PAT. A B e VEICOLI LEGGERI PDF Stampa E-mail

Art. 117

(Decreto legislativo 30.4.1992, n. 285 - Codice della strada)

Limitazioni nella guida

1. È consentita la guida dei motocicli ai titolari di patente A, rilasciata alle condizioni e con le limitazioni dettate dalle disposizioni comunitarie in materia di patenti.

2. Per i primi tre anni dal conseguimento della patente di categoria B non è consentito il superamento della velocità di 100 km/h per le autostrade e di 90 km/h per le strade extraurbane principali.

2-bis. Ai titolari di patente di guida di categoria B, per il primo anno dal rilascio non è consentita la guida di autoveicoli aventi una potenza specifica, riferita alla tara, superiore a 50 kW/t. La limitazione di cui al presente comma non si applica ai veicoli adibiti al servizio di persone invalide, autorizzate ai sensi dell’articolo 188, purché la persona invalida sia presente sul veicolo. Fatto salvo quanto previsto dall’articolo 120 del presente codice, alle persone destinatarie del divieto di cui all’articolo 75, comma 1, lettera a), del testo unico di cui al decreto del Presidente della Repubblica 9 ottobre 1990, n. 309, il divieto di cui al presente comma ha effetto per i primi tre anni dal rilascio della patente di guida.

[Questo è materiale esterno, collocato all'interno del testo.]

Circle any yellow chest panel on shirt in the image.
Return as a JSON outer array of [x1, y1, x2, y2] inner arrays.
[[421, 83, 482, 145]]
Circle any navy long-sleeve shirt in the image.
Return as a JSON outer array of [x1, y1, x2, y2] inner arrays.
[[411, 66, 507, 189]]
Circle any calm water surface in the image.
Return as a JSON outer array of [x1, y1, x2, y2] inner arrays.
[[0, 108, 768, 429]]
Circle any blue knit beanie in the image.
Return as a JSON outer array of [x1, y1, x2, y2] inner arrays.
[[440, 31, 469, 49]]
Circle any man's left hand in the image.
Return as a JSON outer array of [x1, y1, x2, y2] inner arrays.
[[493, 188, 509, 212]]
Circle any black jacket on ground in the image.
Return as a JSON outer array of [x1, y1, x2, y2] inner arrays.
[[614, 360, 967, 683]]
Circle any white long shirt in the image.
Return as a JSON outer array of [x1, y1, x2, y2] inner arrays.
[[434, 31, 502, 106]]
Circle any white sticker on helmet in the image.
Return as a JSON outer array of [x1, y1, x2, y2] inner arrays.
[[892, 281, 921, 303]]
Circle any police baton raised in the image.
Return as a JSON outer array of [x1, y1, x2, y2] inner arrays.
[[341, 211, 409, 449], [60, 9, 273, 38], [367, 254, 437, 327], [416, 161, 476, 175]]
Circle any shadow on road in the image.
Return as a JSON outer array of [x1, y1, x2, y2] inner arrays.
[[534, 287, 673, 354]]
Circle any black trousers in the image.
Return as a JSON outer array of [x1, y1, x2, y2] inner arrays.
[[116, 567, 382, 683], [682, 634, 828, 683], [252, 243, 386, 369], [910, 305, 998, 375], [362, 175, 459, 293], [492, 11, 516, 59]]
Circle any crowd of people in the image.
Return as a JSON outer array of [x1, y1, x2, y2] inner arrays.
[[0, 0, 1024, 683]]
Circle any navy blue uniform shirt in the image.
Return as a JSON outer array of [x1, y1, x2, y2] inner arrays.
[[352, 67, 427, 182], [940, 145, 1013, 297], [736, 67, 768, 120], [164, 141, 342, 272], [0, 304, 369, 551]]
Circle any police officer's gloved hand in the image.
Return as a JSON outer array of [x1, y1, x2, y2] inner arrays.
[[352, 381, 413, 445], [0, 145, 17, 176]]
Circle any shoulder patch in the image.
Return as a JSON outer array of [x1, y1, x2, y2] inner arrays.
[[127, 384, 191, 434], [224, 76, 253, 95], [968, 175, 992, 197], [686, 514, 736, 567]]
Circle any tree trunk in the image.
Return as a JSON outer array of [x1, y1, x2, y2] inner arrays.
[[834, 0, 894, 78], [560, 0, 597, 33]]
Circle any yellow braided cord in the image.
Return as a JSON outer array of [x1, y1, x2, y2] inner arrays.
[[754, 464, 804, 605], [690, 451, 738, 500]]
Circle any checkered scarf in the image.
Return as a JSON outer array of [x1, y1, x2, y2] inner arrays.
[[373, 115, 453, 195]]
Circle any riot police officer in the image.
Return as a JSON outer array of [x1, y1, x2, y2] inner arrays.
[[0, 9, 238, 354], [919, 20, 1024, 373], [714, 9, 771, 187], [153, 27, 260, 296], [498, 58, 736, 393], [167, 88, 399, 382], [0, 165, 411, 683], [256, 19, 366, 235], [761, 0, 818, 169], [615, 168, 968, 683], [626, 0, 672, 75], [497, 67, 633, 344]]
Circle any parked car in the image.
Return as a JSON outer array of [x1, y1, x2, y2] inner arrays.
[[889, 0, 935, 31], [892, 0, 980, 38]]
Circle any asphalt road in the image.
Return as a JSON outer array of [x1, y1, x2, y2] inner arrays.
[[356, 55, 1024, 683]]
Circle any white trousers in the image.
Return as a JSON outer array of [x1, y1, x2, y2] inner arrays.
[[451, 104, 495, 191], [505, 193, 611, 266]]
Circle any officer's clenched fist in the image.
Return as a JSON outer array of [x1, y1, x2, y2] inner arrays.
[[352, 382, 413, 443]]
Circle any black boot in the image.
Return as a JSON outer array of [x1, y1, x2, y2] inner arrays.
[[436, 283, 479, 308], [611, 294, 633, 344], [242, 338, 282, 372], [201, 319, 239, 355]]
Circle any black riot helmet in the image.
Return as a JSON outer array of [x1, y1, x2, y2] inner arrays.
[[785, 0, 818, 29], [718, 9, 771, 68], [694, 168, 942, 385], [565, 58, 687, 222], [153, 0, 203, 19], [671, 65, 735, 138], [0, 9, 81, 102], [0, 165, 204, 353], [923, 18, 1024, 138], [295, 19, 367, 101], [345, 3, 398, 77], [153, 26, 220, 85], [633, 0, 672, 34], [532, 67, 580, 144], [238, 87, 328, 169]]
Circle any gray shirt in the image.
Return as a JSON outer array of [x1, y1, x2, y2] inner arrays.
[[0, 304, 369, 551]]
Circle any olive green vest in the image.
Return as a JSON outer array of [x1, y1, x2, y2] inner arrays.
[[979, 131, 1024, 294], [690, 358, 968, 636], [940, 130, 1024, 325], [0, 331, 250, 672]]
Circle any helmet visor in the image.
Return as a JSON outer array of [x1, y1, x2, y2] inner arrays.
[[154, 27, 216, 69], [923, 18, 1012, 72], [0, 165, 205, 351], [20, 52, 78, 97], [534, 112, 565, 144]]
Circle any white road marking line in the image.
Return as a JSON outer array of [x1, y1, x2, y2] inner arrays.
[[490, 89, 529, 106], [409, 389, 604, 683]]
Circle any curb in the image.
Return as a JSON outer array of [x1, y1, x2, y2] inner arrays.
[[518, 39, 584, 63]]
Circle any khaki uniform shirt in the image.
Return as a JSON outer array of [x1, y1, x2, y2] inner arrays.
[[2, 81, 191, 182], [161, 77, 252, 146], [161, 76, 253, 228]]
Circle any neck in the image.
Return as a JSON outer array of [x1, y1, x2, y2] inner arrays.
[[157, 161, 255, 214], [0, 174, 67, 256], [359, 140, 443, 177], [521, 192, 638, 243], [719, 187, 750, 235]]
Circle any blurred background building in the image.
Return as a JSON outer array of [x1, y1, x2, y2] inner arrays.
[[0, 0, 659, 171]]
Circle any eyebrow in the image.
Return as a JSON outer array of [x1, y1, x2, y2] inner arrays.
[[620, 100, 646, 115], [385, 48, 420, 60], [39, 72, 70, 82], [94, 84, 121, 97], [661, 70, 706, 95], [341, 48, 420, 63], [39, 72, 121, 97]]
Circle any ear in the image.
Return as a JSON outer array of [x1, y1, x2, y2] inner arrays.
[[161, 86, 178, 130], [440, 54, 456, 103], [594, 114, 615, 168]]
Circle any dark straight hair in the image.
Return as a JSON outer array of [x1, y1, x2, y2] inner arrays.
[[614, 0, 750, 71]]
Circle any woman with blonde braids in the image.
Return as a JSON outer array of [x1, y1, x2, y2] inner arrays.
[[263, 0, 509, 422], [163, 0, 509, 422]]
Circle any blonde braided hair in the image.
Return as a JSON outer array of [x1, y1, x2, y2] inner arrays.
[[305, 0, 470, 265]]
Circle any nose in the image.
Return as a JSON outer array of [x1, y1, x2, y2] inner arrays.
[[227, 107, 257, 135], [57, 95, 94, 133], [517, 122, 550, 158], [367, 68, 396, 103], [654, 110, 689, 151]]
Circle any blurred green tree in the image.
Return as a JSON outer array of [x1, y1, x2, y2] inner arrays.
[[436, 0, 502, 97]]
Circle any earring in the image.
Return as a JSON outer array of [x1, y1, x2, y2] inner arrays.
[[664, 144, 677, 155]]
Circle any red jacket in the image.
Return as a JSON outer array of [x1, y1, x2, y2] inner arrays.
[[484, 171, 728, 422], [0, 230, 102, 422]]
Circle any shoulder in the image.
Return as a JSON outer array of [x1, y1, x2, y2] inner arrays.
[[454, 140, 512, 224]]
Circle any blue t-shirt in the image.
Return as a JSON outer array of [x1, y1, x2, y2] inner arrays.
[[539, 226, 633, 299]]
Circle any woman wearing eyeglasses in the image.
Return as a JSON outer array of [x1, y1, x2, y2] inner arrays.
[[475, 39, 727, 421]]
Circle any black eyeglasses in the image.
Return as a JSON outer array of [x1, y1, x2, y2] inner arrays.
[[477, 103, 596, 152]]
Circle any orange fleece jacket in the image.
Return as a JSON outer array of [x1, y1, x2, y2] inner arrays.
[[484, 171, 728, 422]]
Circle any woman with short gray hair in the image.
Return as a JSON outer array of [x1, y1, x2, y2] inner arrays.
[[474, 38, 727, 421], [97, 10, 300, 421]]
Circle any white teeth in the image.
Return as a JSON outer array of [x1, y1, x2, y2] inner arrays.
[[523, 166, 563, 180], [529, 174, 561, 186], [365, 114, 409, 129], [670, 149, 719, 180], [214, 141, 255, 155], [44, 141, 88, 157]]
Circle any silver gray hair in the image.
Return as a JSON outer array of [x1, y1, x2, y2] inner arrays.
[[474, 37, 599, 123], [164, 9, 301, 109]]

3. Nel regolamento saranno stabilite le modalità per l’indicazione sulla carta di circolazione dei limiti di cui ai commi 1, 2 e 2-bis. Analogamente sono stabilite norme per i veicoli in circolazione alla data di entrata in vigore del presente codice.

4. Le limitazioni alla guida e alla velocità sono automatiche e decorrono dalla data di superamento dell’esame di cui all’articolo 121.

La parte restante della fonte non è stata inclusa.